Let's discover the essence of campaigning

Campaigners should contribute to the UK Workforce Hub's consultation on a set of national occupational standards, says John Knight

John Knight, assistant director, policy and campaigns, Leonard Cheshire Disability
John Knight, assistant director, policy and campaigns, Leonard Cheshire Disability

In recent years there has been growing cross-sector discussion on the role of campaigning in bringing about political and social change. In my view, the current economic recession makes campaigning an even more vital activity.

The Campaigns Certificate run by NCVO's Campaigning Effectiveness programme and the annual campaigner awards run by the Sheila McKechnie Foundation have created an arena for sharing good practice and learning from each other.

Nevertheless, 'campaigning' is a peculiar discipline, described as "one of the last great amateur pursuits in the NGO field" by the report The Third Sector: Vision for the Future, produced by the NCVO and the Ashbridge Business School in 2002.

From community campaigns for safer streets to international coalitions on ending poverty, campaigners display an imagination, insight and passion that can sometimes be hard to pin down. I was therefore interested to hear that the UK Workforce Hub was going to try to do just that.

During the past few months, a dedicated steering group, which is bringing in expertise from the sector, has been discussing exactly what it means to be a campaigner and is drafting a set of national occupational standards.
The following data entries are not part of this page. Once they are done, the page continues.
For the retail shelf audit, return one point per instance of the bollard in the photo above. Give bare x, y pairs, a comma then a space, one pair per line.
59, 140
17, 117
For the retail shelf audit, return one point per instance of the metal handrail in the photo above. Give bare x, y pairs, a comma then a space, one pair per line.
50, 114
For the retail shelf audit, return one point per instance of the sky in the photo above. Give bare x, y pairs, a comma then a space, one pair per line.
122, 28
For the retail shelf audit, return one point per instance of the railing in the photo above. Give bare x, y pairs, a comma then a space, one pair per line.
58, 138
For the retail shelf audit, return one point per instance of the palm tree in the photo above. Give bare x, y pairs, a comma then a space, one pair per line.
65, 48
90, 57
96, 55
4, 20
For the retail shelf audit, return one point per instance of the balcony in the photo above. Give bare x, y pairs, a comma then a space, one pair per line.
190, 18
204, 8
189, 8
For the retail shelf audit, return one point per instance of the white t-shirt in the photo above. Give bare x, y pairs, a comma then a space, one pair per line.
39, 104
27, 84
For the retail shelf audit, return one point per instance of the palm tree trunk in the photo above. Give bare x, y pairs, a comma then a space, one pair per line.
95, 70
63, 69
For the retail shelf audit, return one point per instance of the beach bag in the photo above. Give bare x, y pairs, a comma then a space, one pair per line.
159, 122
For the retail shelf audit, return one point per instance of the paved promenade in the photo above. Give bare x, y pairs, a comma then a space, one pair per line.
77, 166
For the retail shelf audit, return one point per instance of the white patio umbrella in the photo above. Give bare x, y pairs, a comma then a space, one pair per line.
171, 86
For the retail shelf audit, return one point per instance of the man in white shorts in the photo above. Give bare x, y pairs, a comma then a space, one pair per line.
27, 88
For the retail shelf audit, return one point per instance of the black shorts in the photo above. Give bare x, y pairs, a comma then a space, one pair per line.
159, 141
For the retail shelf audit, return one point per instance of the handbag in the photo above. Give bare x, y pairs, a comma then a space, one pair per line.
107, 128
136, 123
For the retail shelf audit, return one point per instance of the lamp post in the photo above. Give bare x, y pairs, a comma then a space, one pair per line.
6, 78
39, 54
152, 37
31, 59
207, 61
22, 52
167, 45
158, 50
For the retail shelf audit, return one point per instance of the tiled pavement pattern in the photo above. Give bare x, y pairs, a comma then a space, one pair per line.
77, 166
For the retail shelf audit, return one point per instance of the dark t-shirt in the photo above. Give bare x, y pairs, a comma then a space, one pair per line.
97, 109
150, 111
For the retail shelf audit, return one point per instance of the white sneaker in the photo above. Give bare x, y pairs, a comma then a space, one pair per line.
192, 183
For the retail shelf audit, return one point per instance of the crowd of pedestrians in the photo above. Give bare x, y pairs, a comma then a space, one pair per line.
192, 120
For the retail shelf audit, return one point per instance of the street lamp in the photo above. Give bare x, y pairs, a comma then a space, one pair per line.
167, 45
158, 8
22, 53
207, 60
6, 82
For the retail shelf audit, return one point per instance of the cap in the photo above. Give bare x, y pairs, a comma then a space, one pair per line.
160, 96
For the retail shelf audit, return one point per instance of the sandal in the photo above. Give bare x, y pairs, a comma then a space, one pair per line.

I wouldn't advocate an end to imagination and left-field thinking in campaigning, but this will be an important document for recruiters, trainers and people who want to turn their activism and sense of social justice into a career in voluntary sector campaigning. Developing standards offers opportunities for campaigning organisations to have benchmarks of good practice.

To make sure the standards represent the complexities and demands of campaigning, the sector - people who actually campaign, rather than academics - needs your input to get them right.

A three-month consultation will run from 2 March and you can - indeed, should - take part by attending an event or completing the online questionnaire. This is your chance to have your say. Knowing campaigners as I do, I suspect that discussion will be lively and robust, and I look forward to taking part in it and seeing the results.